February 5th, 2014
by Rick Ackerman, Rick's Picks
Although the steep decline of the last three weeks may have quieted the hubris on Wall Street, it has barely made a dent in the long-term trend. Indeed, from a technical standpoint, the Dow could fall a further 727 points without seriously damaging the weekly chart (see inset). A uncorrected drop of that magnitude would surpass two prior 'external' lows (#1 and #2), generating the first bearish impulse leg we've seen since August 2011. Keep in mind that that correction, ugly as it seemed at the time, primed the blue chip average for the steepest, most powerful bull run in history.
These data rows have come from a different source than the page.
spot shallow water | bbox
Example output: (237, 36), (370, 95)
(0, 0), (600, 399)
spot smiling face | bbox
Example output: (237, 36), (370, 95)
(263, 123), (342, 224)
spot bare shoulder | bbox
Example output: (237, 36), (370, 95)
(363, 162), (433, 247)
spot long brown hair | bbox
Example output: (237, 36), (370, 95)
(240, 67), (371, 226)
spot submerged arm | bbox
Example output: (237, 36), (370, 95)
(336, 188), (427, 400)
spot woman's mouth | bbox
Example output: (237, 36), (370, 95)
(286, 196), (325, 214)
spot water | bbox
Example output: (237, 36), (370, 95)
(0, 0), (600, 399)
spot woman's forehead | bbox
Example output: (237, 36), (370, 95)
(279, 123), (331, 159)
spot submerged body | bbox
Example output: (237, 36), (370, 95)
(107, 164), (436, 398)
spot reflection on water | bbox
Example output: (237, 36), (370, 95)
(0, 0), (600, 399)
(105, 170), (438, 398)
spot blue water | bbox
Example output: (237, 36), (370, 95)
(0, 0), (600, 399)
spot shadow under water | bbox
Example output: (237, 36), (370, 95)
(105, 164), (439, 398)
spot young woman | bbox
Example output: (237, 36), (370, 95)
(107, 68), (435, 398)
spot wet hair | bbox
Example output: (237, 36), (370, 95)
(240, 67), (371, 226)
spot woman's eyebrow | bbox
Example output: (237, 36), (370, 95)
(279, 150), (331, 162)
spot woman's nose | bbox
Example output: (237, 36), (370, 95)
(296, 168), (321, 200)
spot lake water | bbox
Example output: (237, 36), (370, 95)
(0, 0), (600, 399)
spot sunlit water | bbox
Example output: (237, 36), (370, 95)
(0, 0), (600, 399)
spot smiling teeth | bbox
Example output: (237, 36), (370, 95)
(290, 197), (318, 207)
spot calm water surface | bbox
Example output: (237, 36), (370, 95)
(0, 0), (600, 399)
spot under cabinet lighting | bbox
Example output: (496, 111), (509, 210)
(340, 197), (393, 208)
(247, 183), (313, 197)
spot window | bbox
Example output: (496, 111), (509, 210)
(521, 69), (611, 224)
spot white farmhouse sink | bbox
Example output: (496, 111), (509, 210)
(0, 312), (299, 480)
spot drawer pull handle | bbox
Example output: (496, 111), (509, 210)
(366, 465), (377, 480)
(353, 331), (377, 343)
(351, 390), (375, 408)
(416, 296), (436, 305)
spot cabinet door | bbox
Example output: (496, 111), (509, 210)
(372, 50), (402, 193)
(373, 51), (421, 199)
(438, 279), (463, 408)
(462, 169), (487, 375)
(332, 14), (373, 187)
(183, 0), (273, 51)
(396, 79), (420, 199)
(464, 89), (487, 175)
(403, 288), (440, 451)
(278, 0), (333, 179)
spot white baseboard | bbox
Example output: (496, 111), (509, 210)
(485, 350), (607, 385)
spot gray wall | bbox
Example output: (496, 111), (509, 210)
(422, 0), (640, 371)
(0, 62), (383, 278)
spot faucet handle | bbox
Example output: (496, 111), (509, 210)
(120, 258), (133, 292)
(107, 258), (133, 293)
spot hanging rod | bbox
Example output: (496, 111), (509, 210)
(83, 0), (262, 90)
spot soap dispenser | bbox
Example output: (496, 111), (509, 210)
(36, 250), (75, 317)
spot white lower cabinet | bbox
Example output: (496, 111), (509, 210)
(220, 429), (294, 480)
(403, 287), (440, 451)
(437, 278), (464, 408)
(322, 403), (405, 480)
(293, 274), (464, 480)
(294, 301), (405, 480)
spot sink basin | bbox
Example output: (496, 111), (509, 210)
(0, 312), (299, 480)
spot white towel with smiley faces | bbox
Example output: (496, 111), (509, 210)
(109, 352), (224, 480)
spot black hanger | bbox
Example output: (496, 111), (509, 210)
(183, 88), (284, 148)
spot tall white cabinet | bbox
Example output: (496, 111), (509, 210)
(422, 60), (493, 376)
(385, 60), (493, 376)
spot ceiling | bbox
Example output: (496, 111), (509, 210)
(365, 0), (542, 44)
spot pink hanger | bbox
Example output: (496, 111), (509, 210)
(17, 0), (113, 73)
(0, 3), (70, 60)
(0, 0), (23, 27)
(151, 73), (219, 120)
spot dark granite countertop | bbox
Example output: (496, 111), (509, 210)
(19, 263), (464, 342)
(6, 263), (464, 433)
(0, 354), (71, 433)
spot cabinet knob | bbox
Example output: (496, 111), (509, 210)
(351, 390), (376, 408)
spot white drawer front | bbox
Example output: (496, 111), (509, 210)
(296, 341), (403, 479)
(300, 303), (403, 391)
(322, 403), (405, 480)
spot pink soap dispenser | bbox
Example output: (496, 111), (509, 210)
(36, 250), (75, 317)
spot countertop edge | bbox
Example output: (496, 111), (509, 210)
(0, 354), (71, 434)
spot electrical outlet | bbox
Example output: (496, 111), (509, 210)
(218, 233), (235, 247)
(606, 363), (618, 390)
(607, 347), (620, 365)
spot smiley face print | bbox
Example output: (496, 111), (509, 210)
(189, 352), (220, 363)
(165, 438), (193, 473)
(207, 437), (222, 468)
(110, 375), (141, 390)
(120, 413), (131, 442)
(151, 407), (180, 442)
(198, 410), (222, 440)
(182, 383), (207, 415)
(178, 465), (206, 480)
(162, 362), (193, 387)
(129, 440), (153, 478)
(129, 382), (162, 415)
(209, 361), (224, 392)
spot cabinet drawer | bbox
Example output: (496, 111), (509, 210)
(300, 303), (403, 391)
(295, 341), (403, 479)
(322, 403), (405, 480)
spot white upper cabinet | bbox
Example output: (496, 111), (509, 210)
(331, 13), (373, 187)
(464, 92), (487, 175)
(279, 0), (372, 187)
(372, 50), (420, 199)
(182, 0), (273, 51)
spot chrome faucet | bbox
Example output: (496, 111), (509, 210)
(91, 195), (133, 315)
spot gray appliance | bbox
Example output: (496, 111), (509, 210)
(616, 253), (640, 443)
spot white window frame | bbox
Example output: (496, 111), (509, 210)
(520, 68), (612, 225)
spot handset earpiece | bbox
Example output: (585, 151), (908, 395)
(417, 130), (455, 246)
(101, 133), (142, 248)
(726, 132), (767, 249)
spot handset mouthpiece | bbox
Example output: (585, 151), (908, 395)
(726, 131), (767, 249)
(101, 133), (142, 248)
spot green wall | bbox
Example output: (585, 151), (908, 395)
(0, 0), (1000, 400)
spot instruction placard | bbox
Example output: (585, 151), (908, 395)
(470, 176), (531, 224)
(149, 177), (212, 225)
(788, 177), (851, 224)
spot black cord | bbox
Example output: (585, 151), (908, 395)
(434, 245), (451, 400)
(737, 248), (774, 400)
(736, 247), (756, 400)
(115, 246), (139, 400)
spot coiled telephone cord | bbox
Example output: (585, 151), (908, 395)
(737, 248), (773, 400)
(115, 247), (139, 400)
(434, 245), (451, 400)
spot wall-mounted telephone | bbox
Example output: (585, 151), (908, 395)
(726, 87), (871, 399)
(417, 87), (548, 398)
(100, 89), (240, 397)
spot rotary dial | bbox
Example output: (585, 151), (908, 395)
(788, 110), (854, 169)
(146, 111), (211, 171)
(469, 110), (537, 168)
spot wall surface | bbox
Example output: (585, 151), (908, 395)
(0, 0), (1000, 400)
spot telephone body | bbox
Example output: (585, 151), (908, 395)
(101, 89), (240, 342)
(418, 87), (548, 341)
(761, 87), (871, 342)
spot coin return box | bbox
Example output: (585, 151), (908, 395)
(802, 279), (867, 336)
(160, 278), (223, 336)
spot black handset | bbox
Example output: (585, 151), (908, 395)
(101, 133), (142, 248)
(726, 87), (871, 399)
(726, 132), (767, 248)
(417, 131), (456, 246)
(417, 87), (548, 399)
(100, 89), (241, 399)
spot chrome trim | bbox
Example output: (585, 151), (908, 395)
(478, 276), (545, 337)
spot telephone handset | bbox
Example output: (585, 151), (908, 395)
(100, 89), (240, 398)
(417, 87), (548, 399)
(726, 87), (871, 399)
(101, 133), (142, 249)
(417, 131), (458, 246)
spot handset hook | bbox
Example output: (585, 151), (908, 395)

My bull-market target is still 17622, and although subscribers are currently short from near the New Year's Eve top via DIA put options, the bullish case for the long-term remains intact. We'll be better able to gauge buyers' fortitude if and when the Indoos fall to 15209, a Hidden Pivot support that comes from the daily chart. That target is sufficiently clear and compelling as to warrant tightly stopped bottom-fishing, but if it gives way easily, that would be a sign of further weakness to come and perhaps another big leg down. Accordingly, traders and investors should set an alert at that price, since price action there could be telling. Click here for a free two-week trial subscription to RIck's Pcks, including access to the chat room.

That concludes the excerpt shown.